Egeanin’s back stiffened, and she frowned as if she did not believe his sympathy. Or else she had just realized how she was staring at the ships in the harbor. Certainly, she turned away from the water very deliberately. “I gave orders that no one was to leave the wagons,” she said firmly. Likely, crewmen on her ships had jumped at that tone. She jerked her head away from the river as though she expected Mat and Noal to jump where she indicated, too.
“Did you, now?” Mat grinned, showing teeth. He could manage an insolent grin that sent most puffed-up fools into apoplexy. Egeanin was far from a fool, most times, but puffed-up she was. Ship captain and noblewoman. He did not know which was worse. Bah for both! “Well, I was about ready to head that way. Unless you’re not done fishing, Noal. We can wait here awhile, if you’re not.”

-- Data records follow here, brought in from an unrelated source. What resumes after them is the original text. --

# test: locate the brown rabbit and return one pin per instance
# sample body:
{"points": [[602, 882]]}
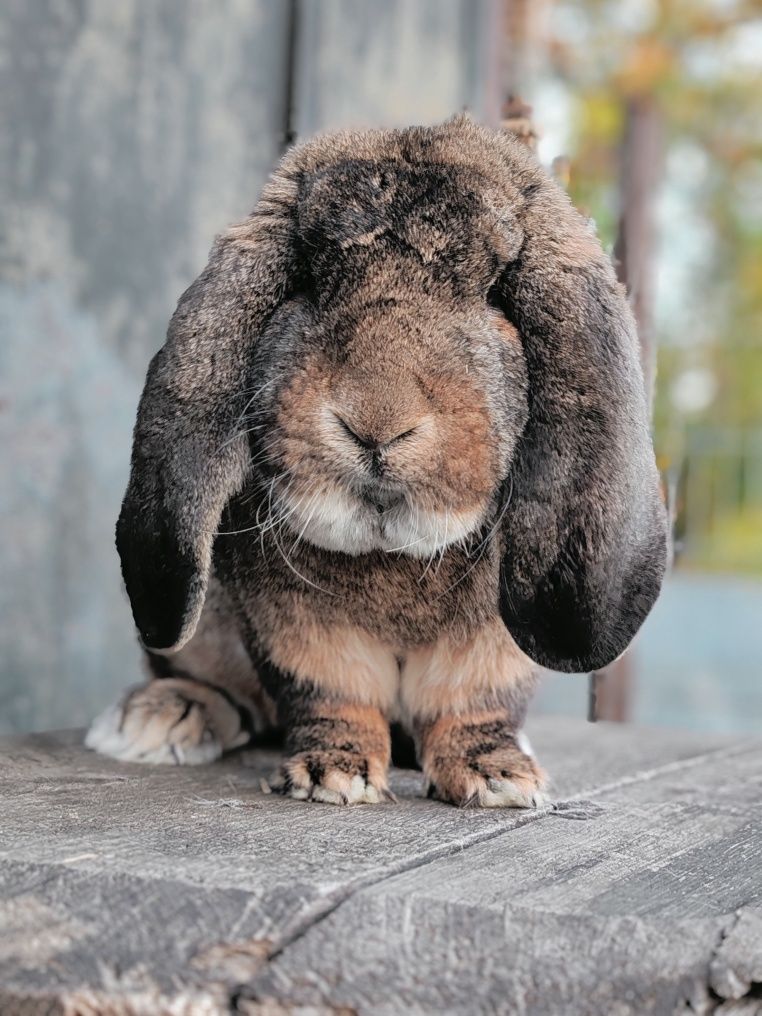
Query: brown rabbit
{"points": [[394, 449]]}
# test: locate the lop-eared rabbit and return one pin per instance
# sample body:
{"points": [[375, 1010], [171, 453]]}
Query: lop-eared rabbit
{"points": [[394, 452]]}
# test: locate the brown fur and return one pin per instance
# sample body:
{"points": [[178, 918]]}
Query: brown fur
{"points": [[468, 756], [398, 417]]}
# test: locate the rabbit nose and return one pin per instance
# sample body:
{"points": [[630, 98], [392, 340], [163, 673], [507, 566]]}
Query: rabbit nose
{"points": [[372, 443]]}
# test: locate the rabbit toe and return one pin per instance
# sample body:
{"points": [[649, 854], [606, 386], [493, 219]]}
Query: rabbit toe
{"points": [[332, 778], [503, 777], [173, 720]]}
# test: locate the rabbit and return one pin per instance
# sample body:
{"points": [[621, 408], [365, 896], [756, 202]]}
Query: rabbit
{"points": [[394, 453]]}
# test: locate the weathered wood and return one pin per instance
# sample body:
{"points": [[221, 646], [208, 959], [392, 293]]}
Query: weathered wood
{"points": [[156, 889], [393, 63], [131, 133]]}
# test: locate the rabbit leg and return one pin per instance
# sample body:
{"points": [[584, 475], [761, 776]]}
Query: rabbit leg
{"points": [[200, 702], [336, 720], [466, 703]]}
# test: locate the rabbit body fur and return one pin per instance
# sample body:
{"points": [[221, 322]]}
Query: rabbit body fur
{"points": [[393, 453]]}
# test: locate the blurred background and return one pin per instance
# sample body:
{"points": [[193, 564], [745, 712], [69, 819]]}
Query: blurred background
{"points": [[133, 131]]}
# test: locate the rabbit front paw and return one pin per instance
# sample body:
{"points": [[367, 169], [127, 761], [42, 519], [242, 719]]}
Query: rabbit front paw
{"points": [[482, 765], [173, 720], [333, 777]]}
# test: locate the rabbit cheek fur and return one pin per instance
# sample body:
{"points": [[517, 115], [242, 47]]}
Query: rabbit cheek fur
{"points": [[405, 395]]}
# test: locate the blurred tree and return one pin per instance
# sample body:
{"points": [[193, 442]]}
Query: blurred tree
{"points": [[687, 71]]}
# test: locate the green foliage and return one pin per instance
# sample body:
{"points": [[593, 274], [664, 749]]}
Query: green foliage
{"points": [[700, 60]]}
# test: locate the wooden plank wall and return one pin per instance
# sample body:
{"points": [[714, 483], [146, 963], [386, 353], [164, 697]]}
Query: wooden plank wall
{"points": [[133, 132]]}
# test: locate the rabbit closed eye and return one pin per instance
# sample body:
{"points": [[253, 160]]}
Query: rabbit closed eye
{"points": [[399, 425]]}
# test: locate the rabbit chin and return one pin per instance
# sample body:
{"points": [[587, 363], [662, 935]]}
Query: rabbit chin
{"points": [[338, 520]]}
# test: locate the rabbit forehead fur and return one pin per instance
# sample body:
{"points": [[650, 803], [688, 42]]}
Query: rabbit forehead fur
{"points": [[396, 394]]}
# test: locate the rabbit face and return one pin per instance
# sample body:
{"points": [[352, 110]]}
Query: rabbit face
{"points": [[395, 425], [368, 315]]}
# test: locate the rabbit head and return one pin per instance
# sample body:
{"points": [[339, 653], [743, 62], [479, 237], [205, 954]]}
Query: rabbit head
{"points": [[413, 337]]}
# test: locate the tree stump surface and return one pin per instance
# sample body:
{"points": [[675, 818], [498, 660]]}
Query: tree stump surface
{"points": [[129, 889]]}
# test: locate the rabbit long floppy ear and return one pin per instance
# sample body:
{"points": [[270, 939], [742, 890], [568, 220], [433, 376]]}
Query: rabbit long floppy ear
{"points": [[189, 454], [585, 528]]}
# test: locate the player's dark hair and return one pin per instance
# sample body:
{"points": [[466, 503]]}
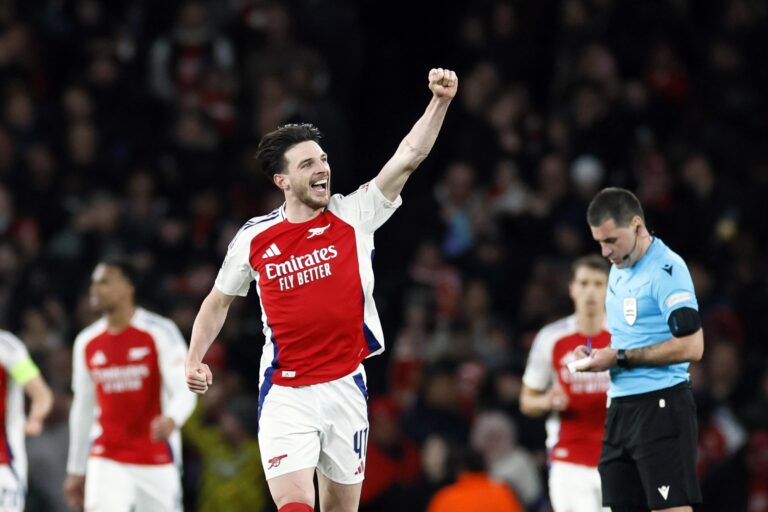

But the old man was already emptying the remaining silver-gray minnows out of his basket into the water. His hands had been broken badly, maybe more than once by their lumpy appearance, yet they were deft in winding his line around the bamboo pole. In the short time he had been fishing, he had caught nearly a dozen fish, the largest less than a foot long, strung through the gills on a looped reed, and he moved those to the basket before picking it up. He claimed that if he could find the right peppers, he was going to make a fish stew—from Shara, of all places! As well say from the moon!—a stew that would make Mat forget all about his hip. The way Noal went on about the peppers, Mat suspected any forgetting would be because he was focused on finding enough ale to cool his tongue.
Egeanin, waiting impatiently, was paying no attention to Mat’s grin, either, so he slipped an arm around her. If they were heading back, they might as well get started. She knocked his hand away from her shoulder. The woman made some maiden aunts he had known look like tavern girls.
“We’re supposed to be lovers, you and I,” he reminded her.
“There’s nobody here to see,” she growled.
“How many times do I have to tell you, Leilwin?” That was the name she was using. She claimed it was Taraboner. At any rate, it did not sound Seanchan. “If we don’t even hold hands unless we see somebody watching, we’re going to look a pretty strange pair of lovers to anybody we don’t see.”